YUMA, Ariz. — Chris Brown reported to Padre camp Saturday. Condition: in shape and out of sorts.
The third baseman, arriving four days before the reporting date for position players, ran a little, took a few ground balls and then talked.
Not about baseball, but about salary arbitration and his displeasure over the way the Padres handled the recent hearing, which Brown lost. After listening to both sides last week in New York, arbitrator Frederick Reel assigned him the Padres' $265,000 offer instead of his $410,000 demand.
Brown, who made $215,000 last year, said he was not complaining about the money. He said he wasn't happy with what the arbitrator was told about him.
"It's not that I lost, it's a matter of why I lost," said Brown, who was not at the arbitration hearing but was represented by agent Eric Goldschmidt. "I understand that a lot of deceiving was going on by management, that they said some things I don't agree with.
"I know every time you go to arbitration, you are going to get ripped, but I don't think they have to be unfair about it. I had a lot of faith in the Padres' management until then. I need to talk to them about it now."
Brown, who joined the Padres at midseason last year from the San Francisco Giants, said he would not specify the nature of his complaints until he discussed them with the Padres. General Manager Jack McKeon said it will be news to him.
"I thought everything was done very fairly, very cleanly," he said. "Both sides presented their case, and that was that."
Brown began last season with a broken jaw and didn't play after Sept. 14 because of a broken right hand. He played in only 82 games for the Padres and Giants combined. In 1986, he played in only 116 with the Giants because of a sore shoulder that later required surgery.
Brown intimated that because of his limited playing time, the Padres likened him to a utility player despite a .284 average over the past two seasons.
"This wasn't the issue of a raise, it was the issue of what they felt I was worth," Brown said. "They felt I wasn't worth any more than a utility player. Jose Oquendo (of St. Louis) makes more than I, and he's a utility player."

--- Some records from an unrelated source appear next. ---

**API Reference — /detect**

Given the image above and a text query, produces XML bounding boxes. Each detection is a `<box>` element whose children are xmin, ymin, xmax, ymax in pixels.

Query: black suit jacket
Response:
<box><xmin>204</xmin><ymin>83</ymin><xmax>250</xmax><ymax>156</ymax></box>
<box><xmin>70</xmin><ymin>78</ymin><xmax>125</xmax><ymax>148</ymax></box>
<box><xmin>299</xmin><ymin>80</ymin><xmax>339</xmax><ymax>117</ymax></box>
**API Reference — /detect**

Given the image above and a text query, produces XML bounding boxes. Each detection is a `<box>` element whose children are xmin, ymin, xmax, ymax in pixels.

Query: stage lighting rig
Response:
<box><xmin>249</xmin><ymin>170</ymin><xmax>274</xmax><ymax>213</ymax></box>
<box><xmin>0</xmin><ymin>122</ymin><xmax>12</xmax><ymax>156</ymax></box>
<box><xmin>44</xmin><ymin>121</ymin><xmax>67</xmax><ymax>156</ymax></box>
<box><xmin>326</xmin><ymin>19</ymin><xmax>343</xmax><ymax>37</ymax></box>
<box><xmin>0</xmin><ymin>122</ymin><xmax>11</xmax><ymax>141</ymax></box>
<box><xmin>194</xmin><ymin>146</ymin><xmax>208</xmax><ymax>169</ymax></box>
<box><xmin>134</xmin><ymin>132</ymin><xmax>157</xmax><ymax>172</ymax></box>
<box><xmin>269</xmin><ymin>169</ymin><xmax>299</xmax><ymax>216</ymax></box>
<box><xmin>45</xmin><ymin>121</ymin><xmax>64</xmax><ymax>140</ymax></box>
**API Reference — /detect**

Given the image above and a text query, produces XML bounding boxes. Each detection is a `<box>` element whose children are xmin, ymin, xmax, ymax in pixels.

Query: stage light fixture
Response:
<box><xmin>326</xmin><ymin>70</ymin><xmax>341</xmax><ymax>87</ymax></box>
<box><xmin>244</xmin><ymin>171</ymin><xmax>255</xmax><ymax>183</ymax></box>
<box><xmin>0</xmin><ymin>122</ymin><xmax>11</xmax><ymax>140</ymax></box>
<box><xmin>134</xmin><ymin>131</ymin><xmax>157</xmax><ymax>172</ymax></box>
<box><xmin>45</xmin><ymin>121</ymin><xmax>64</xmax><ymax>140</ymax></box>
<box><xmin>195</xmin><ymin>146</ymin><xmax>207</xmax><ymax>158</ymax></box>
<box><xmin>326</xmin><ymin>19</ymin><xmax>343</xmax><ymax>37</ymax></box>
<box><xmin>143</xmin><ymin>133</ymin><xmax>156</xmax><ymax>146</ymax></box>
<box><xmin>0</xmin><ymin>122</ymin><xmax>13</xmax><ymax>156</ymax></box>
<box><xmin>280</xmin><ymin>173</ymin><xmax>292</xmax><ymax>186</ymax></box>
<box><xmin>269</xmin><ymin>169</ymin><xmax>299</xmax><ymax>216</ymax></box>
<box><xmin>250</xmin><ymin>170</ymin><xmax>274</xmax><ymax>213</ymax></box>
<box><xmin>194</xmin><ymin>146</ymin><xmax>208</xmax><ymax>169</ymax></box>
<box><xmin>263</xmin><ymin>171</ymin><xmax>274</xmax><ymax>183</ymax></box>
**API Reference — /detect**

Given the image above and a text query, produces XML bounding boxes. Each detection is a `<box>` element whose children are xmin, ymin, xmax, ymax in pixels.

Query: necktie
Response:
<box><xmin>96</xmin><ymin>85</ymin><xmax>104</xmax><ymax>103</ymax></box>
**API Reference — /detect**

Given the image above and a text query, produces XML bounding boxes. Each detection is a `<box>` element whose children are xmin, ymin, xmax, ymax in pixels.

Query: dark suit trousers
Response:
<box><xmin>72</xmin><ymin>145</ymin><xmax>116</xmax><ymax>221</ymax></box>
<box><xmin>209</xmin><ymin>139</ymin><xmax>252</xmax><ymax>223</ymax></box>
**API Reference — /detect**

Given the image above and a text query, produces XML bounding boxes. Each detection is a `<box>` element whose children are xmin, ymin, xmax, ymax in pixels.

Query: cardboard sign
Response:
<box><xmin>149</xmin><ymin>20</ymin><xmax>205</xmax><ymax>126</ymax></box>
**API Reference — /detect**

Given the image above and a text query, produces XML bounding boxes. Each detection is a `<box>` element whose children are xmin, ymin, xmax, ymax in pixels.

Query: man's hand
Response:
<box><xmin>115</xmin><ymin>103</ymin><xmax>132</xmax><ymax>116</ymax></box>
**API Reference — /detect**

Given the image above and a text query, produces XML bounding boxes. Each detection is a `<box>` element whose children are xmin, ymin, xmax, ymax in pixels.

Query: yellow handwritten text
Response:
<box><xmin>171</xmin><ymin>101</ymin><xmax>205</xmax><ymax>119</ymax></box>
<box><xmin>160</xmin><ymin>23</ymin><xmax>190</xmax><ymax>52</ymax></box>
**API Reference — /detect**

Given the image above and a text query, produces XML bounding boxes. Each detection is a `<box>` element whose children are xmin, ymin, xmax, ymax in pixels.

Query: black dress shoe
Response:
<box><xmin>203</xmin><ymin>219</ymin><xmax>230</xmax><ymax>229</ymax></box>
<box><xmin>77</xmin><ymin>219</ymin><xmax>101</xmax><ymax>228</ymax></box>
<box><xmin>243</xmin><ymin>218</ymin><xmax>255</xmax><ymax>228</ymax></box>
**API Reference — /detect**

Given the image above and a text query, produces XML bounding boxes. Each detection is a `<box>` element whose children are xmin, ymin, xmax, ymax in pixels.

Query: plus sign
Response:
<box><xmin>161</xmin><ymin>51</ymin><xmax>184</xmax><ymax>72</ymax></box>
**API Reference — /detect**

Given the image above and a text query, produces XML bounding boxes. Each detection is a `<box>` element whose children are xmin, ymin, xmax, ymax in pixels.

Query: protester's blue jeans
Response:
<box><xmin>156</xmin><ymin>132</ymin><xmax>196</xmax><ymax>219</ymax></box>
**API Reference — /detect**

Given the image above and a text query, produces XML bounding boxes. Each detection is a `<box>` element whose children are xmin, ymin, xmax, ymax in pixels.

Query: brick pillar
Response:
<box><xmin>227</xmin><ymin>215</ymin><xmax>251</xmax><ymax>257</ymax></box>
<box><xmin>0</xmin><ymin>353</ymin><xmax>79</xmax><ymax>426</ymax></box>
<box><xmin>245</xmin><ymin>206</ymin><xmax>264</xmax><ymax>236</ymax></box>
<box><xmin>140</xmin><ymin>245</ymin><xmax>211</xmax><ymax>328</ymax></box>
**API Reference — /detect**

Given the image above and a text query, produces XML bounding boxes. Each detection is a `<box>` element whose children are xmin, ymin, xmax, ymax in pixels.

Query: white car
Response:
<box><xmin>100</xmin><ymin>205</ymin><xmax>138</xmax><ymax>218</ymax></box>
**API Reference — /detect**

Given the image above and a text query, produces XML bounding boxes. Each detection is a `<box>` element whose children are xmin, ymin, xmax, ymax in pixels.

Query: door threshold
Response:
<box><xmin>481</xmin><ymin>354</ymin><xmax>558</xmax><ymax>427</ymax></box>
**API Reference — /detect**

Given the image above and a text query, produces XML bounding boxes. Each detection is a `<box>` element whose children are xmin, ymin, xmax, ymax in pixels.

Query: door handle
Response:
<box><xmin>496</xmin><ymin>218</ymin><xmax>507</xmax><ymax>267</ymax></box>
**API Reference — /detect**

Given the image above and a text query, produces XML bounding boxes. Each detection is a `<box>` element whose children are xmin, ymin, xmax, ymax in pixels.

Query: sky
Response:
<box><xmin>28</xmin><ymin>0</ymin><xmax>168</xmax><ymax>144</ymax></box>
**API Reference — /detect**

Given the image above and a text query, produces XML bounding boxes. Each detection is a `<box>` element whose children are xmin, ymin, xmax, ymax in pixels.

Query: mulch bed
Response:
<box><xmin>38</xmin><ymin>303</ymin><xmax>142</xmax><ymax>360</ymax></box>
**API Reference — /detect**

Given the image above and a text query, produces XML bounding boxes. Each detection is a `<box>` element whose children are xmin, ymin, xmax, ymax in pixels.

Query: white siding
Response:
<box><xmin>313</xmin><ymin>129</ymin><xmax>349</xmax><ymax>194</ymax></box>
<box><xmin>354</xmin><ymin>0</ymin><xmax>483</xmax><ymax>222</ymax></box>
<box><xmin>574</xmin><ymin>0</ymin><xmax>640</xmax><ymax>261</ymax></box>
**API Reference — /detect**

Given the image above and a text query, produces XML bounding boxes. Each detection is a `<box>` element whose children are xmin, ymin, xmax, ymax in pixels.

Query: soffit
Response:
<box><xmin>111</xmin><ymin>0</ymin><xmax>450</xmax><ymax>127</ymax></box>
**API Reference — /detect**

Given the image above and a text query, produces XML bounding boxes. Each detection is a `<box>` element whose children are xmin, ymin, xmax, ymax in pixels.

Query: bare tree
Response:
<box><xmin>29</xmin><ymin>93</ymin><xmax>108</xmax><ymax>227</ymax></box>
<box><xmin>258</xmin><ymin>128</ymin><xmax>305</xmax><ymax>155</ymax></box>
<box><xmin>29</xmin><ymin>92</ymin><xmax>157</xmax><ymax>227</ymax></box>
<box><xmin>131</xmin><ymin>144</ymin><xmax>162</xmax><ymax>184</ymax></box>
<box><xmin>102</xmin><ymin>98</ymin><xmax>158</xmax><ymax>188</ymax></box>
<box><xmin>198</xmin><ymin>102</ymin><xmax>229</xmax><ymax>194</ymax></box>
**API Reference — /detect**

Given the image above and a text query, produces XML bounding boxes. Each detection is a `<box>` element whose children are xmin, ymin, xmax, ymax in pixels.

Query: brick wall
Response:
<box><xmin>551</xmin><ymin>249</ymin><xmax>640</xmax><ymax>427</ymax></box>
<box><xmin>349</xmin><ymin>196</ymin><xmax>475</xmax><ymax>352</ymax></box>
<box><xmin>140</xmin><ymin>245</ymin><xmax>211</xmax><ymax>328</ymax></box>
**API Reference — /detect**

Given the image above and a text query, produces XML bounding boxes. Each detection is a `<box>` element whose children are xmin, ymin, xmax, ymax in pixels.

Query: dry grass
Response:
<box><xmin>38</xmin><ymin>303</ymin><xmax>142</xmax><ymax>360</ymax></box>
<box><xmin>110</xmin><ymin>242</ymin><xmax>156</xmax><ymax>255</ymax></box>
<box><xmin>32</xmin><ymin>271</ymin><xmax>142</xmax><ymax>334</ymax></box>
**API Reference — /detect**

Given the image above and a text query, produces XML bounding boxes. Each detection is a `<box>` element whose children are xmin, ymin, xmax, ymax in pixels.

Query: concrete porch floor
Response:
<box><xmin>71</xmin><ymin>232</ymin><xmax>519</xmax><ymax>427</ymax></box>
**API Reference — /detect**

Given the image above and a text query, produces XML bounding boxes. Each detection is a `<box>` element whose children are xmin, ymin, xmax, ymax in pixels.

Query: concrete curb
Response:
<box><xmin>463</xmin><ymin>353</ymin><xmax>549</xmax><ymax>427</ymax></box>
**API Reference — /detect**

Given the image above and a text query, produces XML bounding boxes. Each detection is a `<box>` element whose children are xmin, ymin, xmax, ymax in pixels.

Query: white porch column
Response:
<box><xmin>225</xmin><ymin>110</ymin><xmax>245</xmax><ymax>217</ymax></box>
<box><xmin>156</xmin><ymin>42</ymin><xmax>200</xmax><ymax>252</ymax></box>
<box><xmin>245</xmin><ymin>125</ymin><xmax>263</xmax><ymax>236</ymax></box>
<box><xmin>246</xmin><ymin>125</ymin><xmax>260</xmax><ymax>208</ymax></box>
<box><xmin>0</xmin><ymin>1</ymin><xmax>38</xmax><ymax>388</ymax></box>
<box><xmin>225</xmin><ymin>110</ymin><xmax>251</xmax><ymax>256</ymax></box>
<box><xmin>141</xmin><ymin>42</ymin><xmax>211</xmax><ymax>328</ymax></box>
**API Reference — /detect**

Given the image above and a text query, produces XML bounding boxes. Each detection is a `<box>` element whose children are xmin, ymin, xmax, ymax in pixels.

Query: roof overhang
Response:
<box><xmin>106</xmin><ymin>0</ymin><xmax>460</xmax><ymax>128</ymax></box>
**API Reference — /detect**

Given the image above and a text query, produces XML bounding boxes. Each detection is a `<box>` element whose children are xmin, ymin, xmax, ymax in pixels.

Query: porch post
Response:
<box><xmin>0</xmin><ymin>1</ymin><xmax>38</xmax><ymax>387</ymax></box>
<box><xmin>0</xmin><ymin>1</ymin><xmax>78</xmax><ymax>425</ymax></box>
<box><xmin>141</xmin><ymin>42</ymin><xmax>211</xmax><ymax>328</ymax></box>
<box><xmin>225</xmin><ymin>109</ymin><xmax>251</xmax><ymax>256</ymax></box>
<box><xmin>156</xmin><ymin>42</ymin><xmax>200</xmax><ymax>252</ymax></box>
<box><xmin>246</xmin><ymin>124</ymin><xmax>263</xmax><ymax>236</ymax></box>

If nothing else, Brown has been inspired. "I've got to go out this year and prove everybody wrong," he said. "I want to go out, play between 147-158 games. This arbitration is over. It will not bother me on the field. I won't let this make a difference."
Padre Manager Larry Bowa was glad to see Brown and said they didn't even discuss arbitration.
"I don't even like to know how much money a player makes," Bowa said. "All of that is completely out of my hands and of no concern to me. We didn't talk about it, and we won't talk about it. That's between him and the front office."
In the every-little-edge department, the Padres had contracted with Mesa Community College for use of their field during the upcoming 11-day trip to Phoenix. It is the first time during their annual Phoenix trip that they will be able to work out on a field other than their opponent's.
"I thought last year we went backward over there," Bowa said. "The guys who aren't playing in the games get eight swings in the cage before the games, and that's it. Now we've got a place to send our pitchers who we aren't using, or send hitters who are getting a day off.
"In the past, if we got rained out, whoever we were playing wouldn't let us use their field for anything that day. Now we can still go somewhere and get some work in."